The colonel was just back from Iraq when we met with him in the fall of 2005. He spoke in the blunt way of a soldier who had served 25 years in elite secret units. He had been in plenty of precarious situations and had the battle scars to show for it. The special operations unit he commanded knew how to surprise and kill unsuspecting enemies and had scored some successes, but the colonel was pessimistic about one thing: "No amount of training can prepare you to hunt down the bad guys after midnight when the intelligence you receive does not pinpoint their hideouts."
Other commanders we spoke with who had served in Iraq and Afghanistan had also experienced frustration in their mission--capturing or killing insurgent, terrorist, and militia leaders and key operatives, and taking out the factories where they make improvised explosive devices (IEDs). They echoed the colonel's message: "Actionable intelligence" was often absent from the U.S. war effort. A commander whose area of operations had been Tikrit told us, "Rather than intelligence on precise insurgent targets--'There is a unit of Jihadi fighters using the abandoned Bus Station on Tikriti Road as a base'--we would be told to 'Search for a Jihadi unit in a two-three block area around the Bus Station.'" The difference was between looking for a needle on a platter and a needle in a haystack; between a precise mission and an indefinite one requiring too much time on the ground in hostile territory.
The military men we
talked to (all of whom, both active and former operatives, insisted on anonymity) all said the same thing: When we're spending $40 billion a year on intelligence and committing 150,000 men to the Iraqi front, why can't we create the actionable intelligence required to roll up the insurgents? As it worked out, this was exactly the question we'd been trying to answer over the previous year and a half. Our journey had taken us to three continents, where we met, sometimes more than once, with former intelligence, military, police, and domestic/internal security service leaders from democratic governments, and with former leaders of armed groups who were once deadly enemies.

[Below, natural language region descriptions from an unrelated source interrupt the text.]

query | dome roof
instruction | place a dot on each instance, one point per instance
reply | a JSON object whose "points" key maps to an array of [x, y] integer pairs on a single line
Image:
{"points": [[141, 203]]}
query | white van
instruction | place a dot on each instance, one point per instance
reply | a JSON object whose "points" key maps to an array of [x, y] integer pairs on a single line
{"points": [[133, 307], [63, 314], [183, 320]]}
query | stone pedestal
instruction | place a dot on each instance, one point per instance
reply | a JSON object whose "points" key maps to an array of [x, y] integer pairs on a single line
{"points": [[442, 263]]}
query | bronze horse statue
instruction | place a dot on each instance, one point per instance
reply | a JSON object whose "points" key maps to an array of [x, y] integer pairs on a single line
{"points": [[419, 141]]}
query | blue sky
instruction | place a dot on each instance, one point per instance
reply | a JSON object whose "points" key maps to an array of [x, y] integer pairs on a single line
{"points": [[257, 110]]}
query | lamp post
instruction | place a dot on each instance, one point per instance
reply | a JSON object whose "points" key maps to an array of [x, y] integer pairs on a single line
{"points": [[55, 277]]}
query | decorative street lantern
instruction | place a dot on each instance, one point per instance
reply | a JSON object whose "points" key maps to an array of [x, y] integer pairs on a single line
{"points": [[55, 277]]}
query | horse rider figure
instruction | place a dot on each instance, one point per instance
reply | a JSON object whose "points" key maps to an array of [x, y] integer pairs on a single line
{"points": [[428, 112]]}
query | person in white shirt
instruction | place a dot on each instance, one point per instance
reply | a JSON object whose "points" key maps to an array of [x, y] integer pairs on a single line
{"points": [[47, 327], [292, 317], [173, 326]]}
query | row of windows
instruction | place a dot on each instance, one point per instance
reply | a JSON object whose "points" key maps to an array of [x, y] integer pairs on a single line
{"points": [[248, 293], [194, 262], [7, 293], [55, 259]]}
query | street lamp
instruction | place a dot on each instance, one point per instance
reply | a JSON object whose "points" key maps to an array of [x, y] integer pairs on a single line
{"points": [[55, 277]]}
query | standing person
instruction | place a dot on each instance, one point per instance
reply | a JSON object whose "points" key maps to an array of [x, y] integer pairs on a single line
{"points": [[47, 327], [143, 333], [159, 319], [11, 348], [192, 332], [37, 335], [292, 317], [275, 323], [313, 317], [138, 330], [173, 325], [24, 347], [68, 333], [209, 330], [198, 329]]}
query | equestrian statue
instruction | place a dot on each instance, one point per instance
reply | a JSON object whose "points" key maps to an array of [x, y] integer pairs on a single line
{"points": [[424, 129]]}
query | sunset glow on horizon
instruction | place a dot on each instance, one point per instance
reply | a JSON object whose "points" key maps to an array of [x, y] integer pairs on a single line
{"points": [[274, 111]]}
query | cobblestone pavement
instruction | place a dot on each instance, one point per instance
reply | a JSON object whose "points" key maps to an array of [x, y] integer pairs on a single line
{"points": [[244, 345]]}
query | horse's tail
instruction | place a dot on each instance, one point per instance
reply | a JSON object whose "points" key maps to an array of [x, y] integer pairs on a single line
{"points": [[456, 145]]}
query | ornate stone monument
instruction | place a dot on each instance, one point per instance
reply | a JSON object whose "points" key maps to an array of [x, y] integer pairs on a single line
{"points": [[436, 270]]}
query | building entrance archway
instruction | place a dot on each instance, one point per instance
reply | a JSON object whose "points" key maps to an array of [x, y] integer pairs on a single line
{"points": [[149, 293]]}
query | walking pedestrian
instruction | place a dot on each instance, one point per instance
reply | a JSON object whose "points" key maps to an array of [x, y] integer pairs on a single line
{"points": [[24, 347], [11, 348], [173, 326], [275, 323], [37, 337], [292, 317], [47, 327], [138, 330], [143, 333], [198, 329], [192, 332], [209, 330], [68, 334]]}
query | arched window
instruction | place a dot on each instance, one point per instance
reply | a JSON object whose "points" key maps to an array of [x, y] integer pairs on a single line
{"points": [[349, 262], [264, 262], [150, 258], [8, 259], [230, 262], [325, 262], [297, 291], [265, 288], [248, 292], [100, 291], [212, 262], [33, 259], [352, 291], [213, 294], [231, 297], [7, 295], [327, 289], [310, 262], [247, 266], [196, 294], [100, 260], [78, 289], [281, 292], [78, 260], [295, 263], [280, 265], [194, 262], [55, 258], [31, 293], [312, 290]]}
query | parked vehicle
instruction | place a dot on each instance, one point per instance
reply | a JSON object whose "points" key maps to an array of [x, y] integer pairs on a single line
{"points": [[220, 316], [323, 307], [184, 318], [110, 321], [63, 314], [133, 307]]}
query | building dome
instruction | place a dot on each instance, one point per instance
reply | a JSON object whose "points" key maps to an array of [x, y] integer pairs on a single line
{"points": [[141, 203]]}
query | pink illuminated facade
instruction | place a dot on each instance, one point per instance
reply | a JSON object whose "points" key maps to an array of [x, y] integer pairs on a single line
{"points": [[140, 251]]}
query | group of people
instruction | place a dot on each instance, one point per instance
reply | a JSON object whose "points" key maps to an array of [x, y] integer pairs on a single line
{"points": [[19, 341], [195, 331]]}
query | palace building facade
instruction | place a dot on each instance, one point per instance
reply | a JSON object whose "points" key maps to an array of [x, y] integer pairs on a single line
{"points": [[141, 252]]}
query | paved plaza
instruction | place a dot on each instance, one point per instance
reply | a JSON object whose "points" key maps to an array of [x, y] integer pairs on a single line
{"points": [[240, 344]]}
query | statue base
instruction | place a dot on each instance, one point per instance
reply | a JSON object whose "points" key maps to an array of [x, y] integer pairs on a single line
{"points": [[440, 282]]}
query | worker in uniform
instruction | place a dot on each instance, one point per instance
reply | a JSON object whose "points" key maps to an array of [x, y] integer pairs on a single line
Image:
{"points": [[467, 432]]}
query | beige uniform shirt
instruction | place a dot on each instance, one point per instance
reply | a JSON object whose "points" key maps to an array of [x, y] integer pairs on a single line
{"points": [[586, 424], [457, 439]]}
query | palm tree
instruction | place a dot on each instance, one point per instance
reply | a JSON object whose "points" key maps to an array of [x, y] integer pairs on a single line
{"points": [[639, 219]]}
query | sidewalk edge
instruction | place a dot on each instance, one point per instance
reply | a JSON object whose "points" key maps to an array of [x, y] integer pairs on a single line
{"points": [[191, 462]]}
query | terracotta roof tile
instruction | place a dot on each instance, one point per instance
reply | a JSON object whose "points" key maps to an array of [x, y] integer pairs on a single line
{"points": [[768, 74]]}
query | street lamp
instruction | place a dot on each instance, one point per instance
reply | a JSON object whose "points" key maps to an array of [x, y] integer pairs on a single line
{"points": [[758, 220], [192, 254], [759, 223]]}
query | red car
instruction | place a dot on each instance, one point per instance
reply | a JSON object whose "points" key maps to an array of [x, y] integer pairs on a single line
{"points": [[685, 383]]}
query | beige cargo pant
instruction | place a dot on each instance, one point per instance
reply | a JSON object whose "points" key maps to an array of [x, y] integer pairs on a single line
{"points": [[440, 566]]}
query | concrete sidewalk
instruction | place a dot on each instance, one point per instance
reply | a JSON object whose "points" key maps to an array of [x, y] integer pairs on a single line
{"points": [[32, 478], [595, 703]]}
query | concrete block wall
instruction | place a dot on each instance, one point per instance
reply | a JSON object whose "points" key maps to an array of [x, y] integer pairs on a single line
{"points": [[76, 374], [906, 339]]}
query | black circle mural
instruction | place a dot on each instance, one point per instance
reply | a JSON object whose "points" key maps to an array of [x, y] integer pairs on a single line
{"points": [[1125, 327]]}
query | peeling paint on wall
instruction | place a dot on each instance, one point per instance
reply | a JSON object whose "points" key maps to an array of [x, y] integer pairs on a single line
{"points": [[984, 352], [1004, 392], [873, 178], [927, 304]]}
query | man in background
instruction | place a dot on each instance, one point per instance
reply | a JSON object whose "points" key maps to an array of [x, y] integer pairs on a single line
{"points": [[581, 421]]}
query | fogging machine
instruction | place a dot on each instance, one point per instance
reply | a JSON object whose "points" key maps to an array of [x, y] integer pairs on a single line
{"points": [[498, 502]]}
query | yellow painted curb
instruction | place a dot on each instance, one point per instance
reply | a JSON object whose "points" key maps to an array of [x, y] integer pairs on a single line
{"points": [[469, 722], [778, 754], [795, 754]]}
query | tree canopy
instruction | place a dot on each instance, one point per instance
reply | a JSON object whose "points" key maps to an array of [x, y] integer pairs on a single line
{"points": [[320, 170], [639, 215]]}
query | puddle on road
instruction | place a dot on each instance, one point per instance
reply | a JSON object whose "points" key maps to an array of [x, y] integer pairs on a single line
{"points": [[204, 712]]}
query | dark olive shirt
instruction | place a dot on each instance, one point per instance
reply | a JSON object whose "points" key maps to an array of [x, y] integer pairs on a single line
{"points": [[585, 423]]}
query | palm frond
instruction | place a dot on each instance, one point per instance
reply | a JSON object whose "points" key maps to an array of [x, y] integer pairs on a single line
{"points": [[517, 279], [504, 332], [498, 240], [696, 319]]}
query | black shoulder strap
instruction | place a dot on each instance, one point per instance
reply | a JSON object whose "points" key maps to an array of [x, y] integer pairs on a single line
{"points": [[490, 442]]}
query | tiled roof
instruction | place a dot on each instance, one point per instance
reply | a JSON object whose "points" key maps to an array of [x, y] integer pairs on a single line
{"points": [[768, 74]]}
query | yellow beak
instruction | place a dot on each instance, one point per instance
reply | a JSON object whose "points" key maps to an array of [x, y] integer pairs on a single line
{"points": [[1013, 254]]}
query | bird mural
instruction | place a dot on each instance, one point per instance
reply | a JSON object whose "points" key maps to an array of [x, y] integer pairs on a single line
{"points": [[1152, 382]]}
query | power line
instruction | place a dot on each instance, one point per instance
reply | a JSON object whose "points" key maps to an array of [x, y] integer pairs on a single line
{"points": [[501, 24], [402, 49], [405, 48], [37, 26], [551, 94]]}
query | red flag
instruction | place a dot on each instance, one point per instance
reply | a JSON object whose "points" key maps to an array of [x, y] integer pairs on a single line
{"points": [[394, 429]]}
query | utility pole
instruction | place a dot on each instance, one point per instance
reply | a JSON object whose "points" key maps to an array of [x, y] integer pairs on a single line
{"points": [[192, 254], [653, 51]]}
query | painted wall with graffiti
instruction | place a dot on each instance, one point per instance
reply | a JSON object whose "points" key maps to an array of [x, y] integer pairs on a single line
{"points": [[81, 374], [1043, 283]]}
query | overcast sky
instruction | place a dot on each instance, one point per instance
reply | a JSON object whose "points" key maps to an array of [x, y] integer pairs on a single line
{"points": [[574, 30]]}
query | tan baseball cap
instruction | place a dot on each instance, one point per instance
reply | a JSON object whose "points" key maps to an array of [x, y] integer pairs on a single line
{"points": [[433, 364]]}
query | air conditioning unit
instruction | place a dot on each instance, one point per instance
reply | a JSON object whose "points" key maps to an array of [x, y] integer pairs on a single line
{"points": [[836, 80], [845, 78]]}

In cosmopolitan London, Washington, Tel Aviv, and other world capitals, and in more remote settings in Central America, Mexico, Africa, and Australia, we listened intently as these former practitioners discussed what to our surprise turned out to be a common set of measures--intelligence dominance was the summary term we came up with to describe the model--they had used to overcome bloody threats posed by armed groups. They convinced us that this is the wheel the United States must now reinvent if it is to win in Iraq and on other murky fronts of the war on terror.
Comprehensive Intelligence
Our meeting on March 22, 2004, with two former top-ranking Israeli intelligence officers had been scheduled for months. But it was not "business as usual" that day in Tel Aviv. Earlier in the morning, Sheikh Ahmed Yassin, the main leader of Hamas, had been killed by missiles fired from an Israeli helicopter hovering over the Gaza Strip, not that far from where we were sitting. The operation was one part of Israel's campaign to kill key active terrorist leaders to weaken the group so that it becomes less effective or negotiates an end to the armed struggle. Since the beginning of the Al-Aqsa intifada in 2000, the wheelchair-bound Hamas chief had ordered most of the suicide bombers who had killed Israelis in cafés, on buses, and in other public places. According to the Israelis, from the start of the second intifada through 2005, Palestinian terrorists killed 1,074 Israelis and wounded 7,520, astounding figures for a small country. The comparable losses for a country the size of the United States would be 50,000 dead and 300,000 wounded.